Gerçekten de öyledir: En başta burun, insan vücudunda bir çıkıntı veya tümsektir. Son zamanların güzellik anlayışına göre; bu çıkıntı veya tümsek, ne kadar biçimli ve küçük olursa insanlar o derece güzel olduklarını düşünürler. Estetik uzmanlarının ve plastik cerrahinin daha çok burun üzerinde yoğunlaşması ve güzellik düşkünü kadınlarımızın da vücutlarındaki düzelttirme işlerine genelde burunlarından başlamaları işte bu sebepledir.
Türk kültüründe burun, genelde çirkinlik ve uygunsuzluk alameti olarak görülmüştür ki; bunun en güzel göstergesi, vücudumuzun diğer birçok organı üzerine şiirler ve uzun uzun yazılar yazılıp şarkılar bestelenirken, şairlerimiz, ediplerimiz ve bestecilerimizin nedense burun üzerinde pek fazla durmamalarıdır. Bu durum galiba dünyanın diğer toplumları ve kültürleri için de geçerlidir. Hatta Türk Kültürü’nde “Burun” örnek gösterilerek üretilen atasözü ve deyimler de genelde övgü değil, yergi ve uyarı içermektedirler. Hoşa gitmeyen durumları anlatmak için kullanılır burun.
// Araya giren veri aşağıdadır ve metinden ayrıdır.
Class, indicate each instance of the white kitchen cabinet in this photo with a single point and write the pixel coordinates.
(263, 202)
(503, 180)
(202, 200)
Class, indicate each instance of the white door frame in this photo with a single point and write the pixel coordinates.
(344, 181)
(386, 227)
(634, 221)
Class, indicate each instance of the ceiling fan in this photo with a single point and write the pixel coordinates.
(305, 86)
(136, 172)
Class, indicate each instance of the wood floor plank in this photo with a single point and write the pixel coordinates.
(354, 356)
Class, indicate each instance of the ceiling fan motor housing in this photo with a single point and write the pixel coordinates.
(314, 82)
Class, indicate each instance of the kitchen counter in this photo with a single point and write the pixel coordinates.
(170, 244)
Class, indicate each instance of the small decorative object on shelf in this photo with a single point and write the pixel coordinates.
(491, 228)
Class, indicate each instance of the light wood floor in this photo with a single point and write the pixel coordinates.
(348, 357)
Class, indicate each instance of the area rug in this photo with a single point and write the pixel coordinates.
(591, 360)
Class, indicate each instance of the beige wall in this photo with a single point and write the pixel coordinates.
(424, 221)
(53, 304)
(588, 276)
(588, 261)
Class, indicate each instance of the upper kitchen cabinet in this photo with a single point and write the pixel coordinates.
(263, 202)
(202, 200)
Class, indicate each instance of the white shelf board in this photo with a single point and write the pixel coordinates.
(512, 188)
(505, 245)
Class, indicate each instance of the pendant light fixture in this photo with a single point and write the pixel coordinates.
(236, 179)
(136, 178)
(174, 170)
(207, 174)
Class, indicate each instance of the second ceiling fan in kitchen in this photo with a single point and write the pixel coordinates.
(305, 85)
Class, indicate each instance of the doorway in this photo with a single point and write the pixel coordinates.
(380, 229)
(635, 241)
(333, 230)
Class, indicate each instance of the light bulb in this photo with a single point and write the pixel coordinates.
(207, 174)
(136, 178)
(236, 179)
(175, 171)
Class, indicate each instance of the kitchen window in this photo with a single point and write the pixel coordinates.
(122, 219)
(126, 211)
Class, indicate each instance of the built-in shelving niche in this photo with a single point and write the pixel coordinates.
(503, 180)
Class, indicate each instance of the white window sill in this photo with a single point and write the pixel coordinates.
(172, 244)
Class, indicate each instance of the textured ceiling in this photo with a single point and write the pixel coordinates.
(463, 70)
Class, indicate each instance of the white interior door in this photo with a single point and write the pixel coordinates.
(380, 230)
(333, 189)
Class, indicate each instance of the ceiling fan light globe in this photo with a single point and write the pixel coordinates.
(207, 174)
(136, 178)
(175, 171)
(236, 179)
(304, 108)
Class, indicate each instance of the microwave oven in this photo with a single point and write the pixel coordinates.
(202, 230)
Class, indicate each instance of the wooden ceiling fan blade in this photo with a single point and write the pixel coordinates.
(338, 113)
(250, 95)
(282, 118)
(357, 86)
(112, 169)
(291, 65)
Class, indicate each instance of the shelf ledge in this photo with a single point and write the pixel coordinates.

“Burun bükmek”, “burun kıvırmak”, “burnu büyümek”, “burnu havada”, “burnu sürtülmek”, “burnu yere düşse almaz”, “burnunun dikine gitmek”, “burnundan kıl aldırmamak”, “burnundan fitil fitil getirmek”, “burnundan solumak”, “burnunu sokmak”, “burnunun ucundakini görememek” ve “Kılavuzu karga olanın burnu boktan kurtulmaz” şeklindeki deyim ve atasözleri, “burun” konu edilerek söylenmiş sözlerden sadece birkaçıdır.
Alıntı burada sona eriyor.